Nous sommes heureux d'accueillir le groupe imposant que vous formez devant Nous, Messieurs, groupe imposant tant par le nombre que par la qualité de ses membres. Deux grands congrès, l'un national, l'autre international, vous réunissent cette année à Rome autour d'un programme scientifique particulièrement riche, à l'illustration duquel les plus hautes compétences ont brillamment contribué par de savantes conférences et par de nombreux et importants rapports.

La Radiologie se perfectionne de jour en jour et tient maintenant une telle place dans la médecine générale que celle-ci ne peut plus ignorer ses ressources ni se passer de ses services. Le temps n'est plus où elle demeurait pour beaucoup une spécialité aisément négligeable. Elle a désormais, conquis droit de cité dans l'enseignement, car elle a souvent modifié et parfois même révolutionné les données traditionnelles. C'est ainsi que, grâce à l'examen radiologique du vivant, l'anatomie et la physiologie normales et pathologiques ont notablement progressé. Il est devenu possible de diagnostiquer plus tôt et plus sûrement des états congénitaux ou acquis, jusque là difficilement ou trop tardivement discernables.
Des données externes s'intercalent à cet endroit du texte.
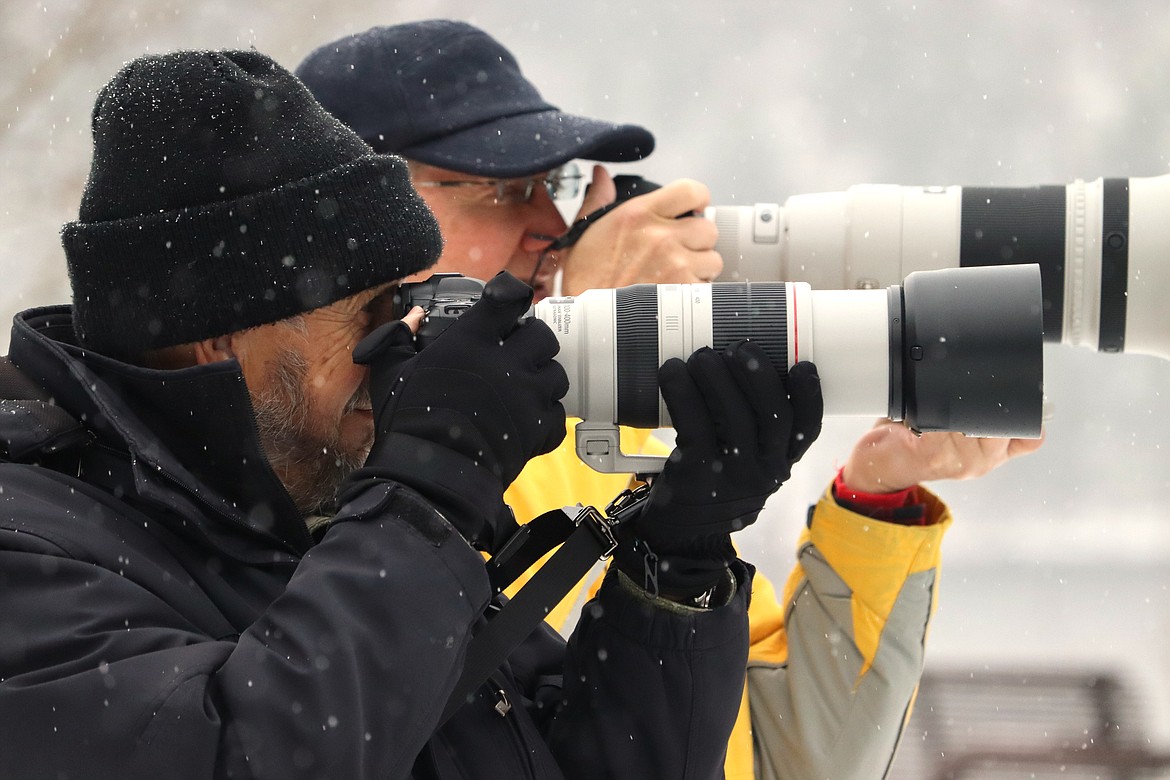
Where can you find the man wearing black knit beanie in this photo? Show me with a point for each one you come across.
(241, 517)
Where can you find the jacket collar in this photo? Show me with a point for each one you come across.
(190, 432)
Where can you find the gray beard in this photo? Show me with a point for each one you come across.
(310, 464)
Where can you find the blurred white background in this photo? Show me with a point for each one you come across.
(1057, 561)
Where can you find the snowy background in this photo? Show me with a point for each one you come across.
(1057, 561)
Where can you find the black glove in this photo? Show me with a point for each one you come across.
(459, 420)
(740, 429)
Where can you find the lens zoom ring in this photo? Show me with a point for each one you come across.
(755, 311)
(638, 356)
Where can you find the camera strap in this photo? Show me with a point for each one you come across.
(585, 536)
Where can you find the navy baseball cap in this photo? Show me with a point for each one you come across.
(447, 94)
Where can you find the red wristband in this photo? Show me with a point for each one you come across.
(867, 503)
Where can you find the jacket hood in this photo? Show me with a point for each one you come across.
(187, 436)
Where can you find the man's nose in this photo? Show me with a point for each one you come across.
(544, 223)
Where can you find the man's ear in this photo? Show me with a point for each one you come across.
(213, 350)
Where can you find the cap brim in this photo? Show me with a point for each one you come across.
(530, 143)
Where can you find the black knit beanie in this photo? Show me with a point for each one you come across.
(221, 197)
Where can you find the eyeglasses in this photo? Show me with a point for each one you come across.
(561, 184)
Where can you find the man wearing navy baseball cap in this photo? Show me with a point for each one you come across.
(490, 156)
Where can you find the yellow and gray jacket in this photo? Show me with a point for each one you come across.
(835, 660)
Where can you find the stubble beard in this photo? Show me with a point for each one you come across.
(307, 455)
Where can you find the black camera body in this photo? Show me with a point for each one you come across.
(444, 297)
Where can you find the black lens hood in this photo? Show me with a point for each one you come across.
(972, 351)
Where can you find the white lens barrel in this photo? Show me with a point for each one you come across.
(1102, 247)
(844, 331)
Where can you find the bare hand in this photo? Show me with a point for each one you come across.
(641, 241)
(890, 457)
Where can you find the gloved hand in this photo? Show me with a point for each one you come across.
(740, 429)
(459, 420)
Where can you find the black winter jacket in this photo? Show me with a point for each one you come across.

On a pu par le même moyen d'observation mettre en évidence les corrélations et répercussions des anomalies locales et, par le fait même, adapter les traitements, hâter les interventions, apporter à toutes les branches de la médecine un précieux concours.

Le rôle de la Radiologie n'est pas seulement de recherche et d'information, il est aussi thérapeutique, et les applications en sont nombreuses et bienfaisantes, particulièrement dans les cas d'affections inflammatoires et dans le champ, si vaste, hélas, des tumeurs de tous genres.

Que de problèmes techniques résolus depuis 1895, date des premières découvertes de Roentgen, jusqu'aux merveilleux appareils radiologiques d'aujourd'hui ! Là en effet où l'observation directe des phénomènes est impossible, les démarches de l'esprit humain doivent s'entourer d'une multitude de précautions; il faut procéder par hypothèses, inventer constamment quelque nouveau moyen de rendre sensible ce qui ne l'était pas, de mesurer des quantités ou des vitesses absolument en dehors du champ normal de nos sens. La simple question de la chaleur à éliminer dans les générateurs du rayonnement X présente de grandes difficultés techniques, et si l'on passe en revue toutes les conditions nécessaires pour obtenir une image radioscopique ou radiographique correcte, on est stupéfait de les voir réalisées dans un seul et même appareil, le tube à anticathode tournante, aujourd'hui universellement employé.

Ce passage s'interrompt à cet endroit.